Już wczoraj druhowie naszej jednostki odpowiedzieli na apel Komendanta Głównego i aktywnie włączyli się w pomoc dla strażaków pracujących na terenie objętej działaniami zbrojnymi Ukrainy. Pozostający w ciągłym kontakcie ze sztabem głównym Państwowej Służby Spraw Nadzwyczajnych Ukrainy Zarząd naszej OSP podjął też decyzję o przekazaniu na potrzeby ratowników ambulansu z wyposażeniem.
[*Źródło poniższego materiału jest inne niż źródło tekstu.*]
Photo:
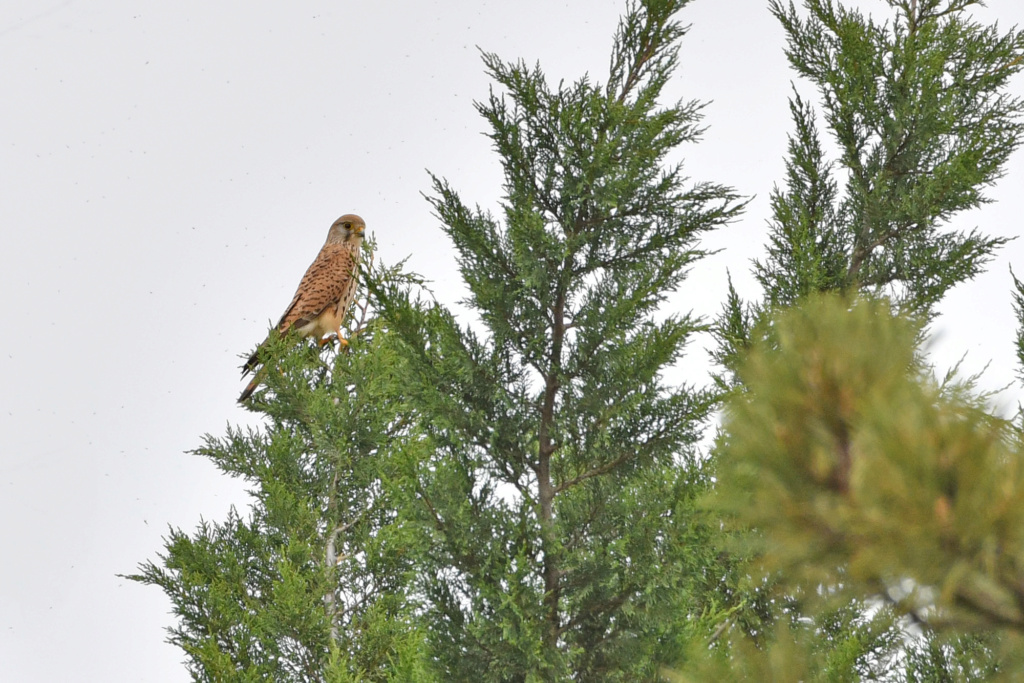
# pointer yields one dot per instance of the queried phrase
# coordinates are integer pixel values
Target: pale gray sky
(168, 171)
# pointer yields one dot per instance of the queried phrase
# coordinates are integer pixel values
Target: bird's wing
(323, 286)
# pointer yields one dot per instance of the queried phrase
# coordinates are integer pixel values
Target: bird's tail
(248, 391)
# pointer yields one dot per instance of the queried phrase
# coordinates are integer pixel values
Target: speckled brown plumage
(326, 292)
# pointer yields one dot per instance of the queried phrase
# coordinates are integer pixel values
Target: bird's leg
(327, 340)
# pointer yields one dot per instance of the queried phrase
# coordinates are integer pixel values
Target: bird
(325, 293)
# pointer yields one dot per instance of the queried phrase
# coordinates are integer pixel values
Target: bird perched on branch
(325, 294)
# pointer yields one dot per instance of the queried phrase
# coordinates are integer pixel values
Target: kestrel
(325, 294)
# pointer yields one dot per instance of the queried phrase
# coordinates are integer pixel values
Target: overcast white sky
(168, 171)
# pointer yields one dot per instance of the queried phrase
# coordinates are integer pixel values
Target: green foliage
(861, 474)
(918, 124)
(918, 110)
(520, 498)
(565, 541)
(313, 586)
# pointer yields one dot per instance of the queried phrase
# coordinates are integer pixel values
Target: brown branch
(597, 471)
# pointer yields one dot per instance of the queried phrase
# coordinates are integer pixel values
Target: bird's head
(347, 228)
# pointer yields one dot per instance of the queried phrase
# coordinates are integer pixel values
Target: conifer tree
(558, 495)
(918, 112)
(920, 123)
(312, 585)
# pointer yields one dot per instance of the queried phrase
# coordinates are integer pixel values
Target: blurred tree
(860, 475)
(516, 498)
(920, 123)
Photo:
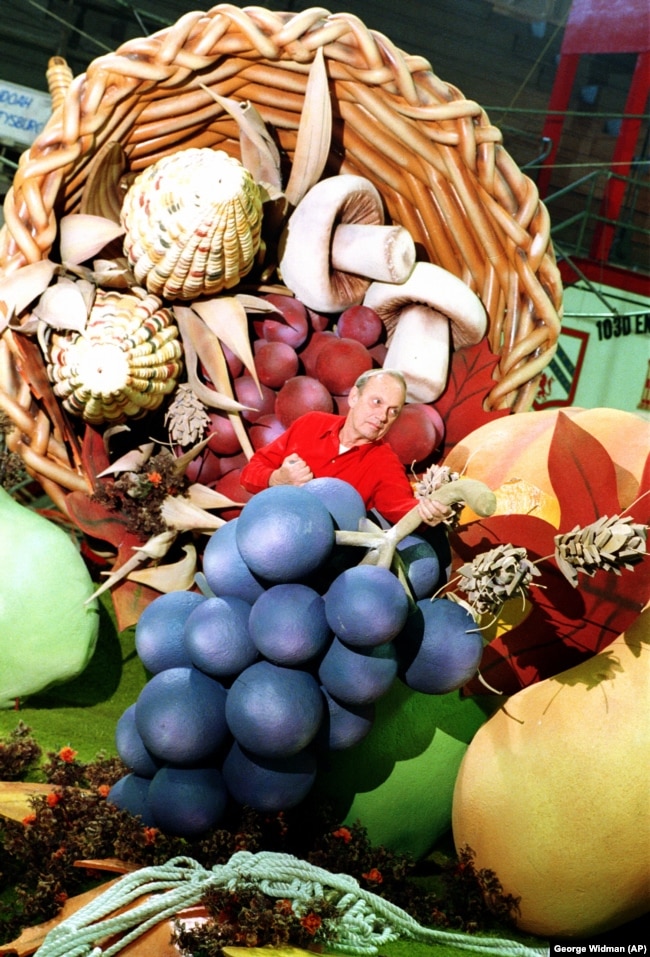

Samochód to Ford 350E Cutaway z 1993 roku, z automatyczną skrzynią biegów, napędzany silnikiem diesla o pojemności 7400 ccm. Na potrzeby ratownictwa medycznego przystosowany został w Stanach Zjednoczonych. Do naszej jednostki trafił ze Szkoły Aspirantów Państwowej Straży Pożarnej w Krakowie. Do dnia dzisiejszego pozostawał w podziale bojowym, tzn. w pełni sprawny, wyposażony i gotowy do podjęcia natychmiastowych działań w zakresie ratownictwa medycznego. Używany był do zabezpieczenia imprez oraz podczas wypadków drogowych z udziałem dużej liczby poszkodowanych. W naszej jednostce nadal pozostają inne pojazdy, które będziemy wykorzystywali w działaniach, a dodatkowo od kilku lat w budynku remizy OSP stacjonuje zespół ratownictwa medycznego.
Ambulans opuścił naszą jednostkę dziś w godzinach porannych. Zgodnie z prośbą ratowników ukraińskich do karetki dołączony został namiot pneumatyczny, nagrzewnica, łóżka polowe oraz koce. Ośrodek zdrowia NZOZ w Bukowinie Tatrzańskiej doposażył karetkę w liczne materiały opatrunkowe i środki medyczne, które w tym momencie najbardziej potrzebne są u naszych wschodnich sąsiadów.
Przekazanie samochodu odbędzie się w pobliżu granicy. Po załatwieniu spraw formalno-prawnych nową załogę czeka również krótkie szkolenie z obsługi sprzętu.
Wszystkim włączającym się w pomoc bardzo serdecznie dziękujemy. Szczególne podziękowania dla członka OSP Bukowina Tatrzańska generała Józefa Galicy, który osobiście bardzo zaangażowany był zarówno w pozyskanie karetki na potrzeby naszej jednostki, jak i przekazanie jej ratownikom z Ukrainy.